Biden's remarks came the same day the Taliban insurgents said it would stop Afghans from reaching Kabul airport and be evacuated and told women to stay home and "stay safe," triggering fears about how the Taliban will treat women, USA Today said.

The Taliban also warned that the U.S. must comply with the Aug. 31 deadline to withdraw as frantic evacuation efforts by the West at Hamid Karzai International Airport gained momentum.

In an address from the White House Tuesday, Biden said he's pushing American troops to leave "the sooner the better" because of the growing threats from ISIS-K and other terror organizations in Kabul.

France Foreign Minister Jean-Yves Le Drian said additional time beyond the deadline is necessary to carry out the evacuations.

Biden said more than 70,000 people have been airlifted since Aug. 14. Fully packed American planes are now flying out of Kabul every 40 minutes, ABC News said.

The Biden administration said around 21,600 individuals have been evacuated in the past 24 hours alone. But there is violence and chaos outside the airport, making it very hard for U.S. nationals and their Afghan allies to reach safe grounds.

In a statement, Pentagon Press Secretary John Kirby said the Aug. 31 deadline set by Biden remains unchanged. However, Defense Secretary Lloyd Austin and other top military leaders are considering other options if that deadline is changed, Kirby said.

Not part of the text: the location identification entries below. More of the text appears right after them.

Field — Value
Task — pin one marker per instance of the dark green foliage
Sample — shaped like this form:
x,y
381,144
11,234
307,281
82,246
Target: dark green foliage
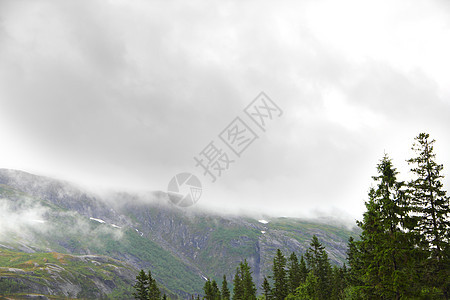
x,y
294,274
303,270
383,260
211,290
280,285
244,287
153,290
238,290
225,290
320,266
141,286
267,291
430,205
146,287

The Group of Seven (G7) leaders met Tuesday in the first international gathering of its kind since the Taliban overran the internationally-supported Afghan government more than a week ago.

The G7 leaders called on the Taliban insurgents to ensure the safe passage for all individuals wishing to leave Afghanistan after Aug. 31. British Prime Minister Boris Johnson described this as the G7's "primary condition" for the Islamic fighters.

Meanwhile, top Republicans in the U.S. House of Representatives have launched a resolution denouncing what they claim is Biden's "failure to heed the advice of intelligence and military advisors" about the speed and nature of the Taliban offensive," Aljazeera reported.